Matthew Goode, Nicole Kidman and Mia Wasikowska in Stoker.
Wasikowska on set with director Chan-wook Park (right).
In Stoker, renowned Korean film-maker Chan-wook Park brings his Eastern sensibilities to a very strange part of the American South. So is it about vampires, then? 'It's about jealousy,' the director tells TARA BRADY
A FANGIRL WRITES: I’ve been lucky enough to interview Chan-wook Park five times in 10 years, a fact I never tire telling anyone who’ll listen. Even now, it’s hard to accept the person of Park – as softly spoken and mild-mannered a film-maker as you’ll find – as the writer-director behind the Vengeance Trilogy. Try as I might I can never picture him writing and shooting the scene in Oldboy wherein actor Choi Min-sik violently devours a live octopus or orchestrating the child- hanging sequence in Lady Vengeance
Director Park – as his crew call him on set – does speak English though prefers to do so through his interpreter and co-producer Won-jo Jeong. He’s has just directed Stoker, his first Hollywood picture, in that way.
“It didn’t provide as much hardship as I thought,” says the 49-year-old. “It’s fine when you have a good translator. Just look at us now.”
A philosophy graduate, Park talks in measured, thoughtful verses and will hardly ever raise a point without politely considering the virtues of its antithesis. The moral of his oddball 2006 romance I’m a Cyborg but That’s Okay was “give up hope and cheer up”.
He’s modest about his achievements though he’s won countless awards including two from Cannes: OldBoy took home the Grand Prix in 2004; Thirst won the Jury Prize in 2004.
He can even make allowances for sweltering heat.
“With everything things are light and dark,” he says of Stoker’s American shoot. “If you go to Nashville, Tennessee, to avail of a great tax rebate and keep your movie under budget, you can’t complain about the heat in in August. It’s all part and parcel of making an American film. I can’t complain. It’s up to me to adapt. It’s up to me to learn how they do things over there, and do them.”
On reflection, this is precisely what we should expect from the director of OldBoy. The great trick of Park’s Vengeance Trilogy – comprising Sympathy for Mr Vengeance, OldBoy and Lady Vengeance – is that it’s an Anti-Vengeance Trilogy. Revenge fantasies are supposed to be cathartic; in Park’s milieu, revenge is hollow and corrosive.
The new film scratches at a different underbelly entirely.

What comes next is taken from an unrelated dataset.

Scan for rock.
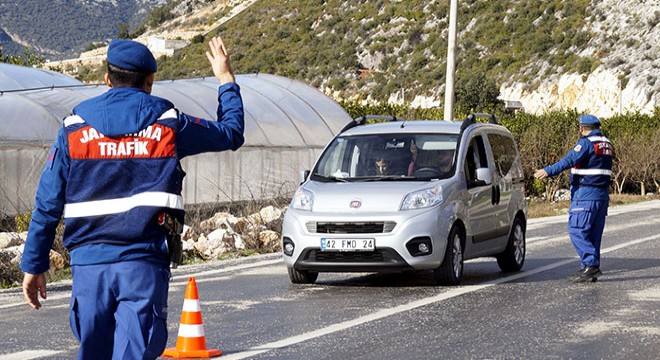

“It’s about jealousy,” says Park. “I liked the idea that it takes place inside a residential house where three members of a family exchange a subtle flow of emotions and how jealousy moves around in family relationships.”
Stoker, an Oedipal psychodrama, picks up where the sex and death of Thirst – Park’s reworking of Émile Zola’s Thérèse Raquin as a vampire romance – left off. It’s one of what Park calls his “hot and cold” pieces.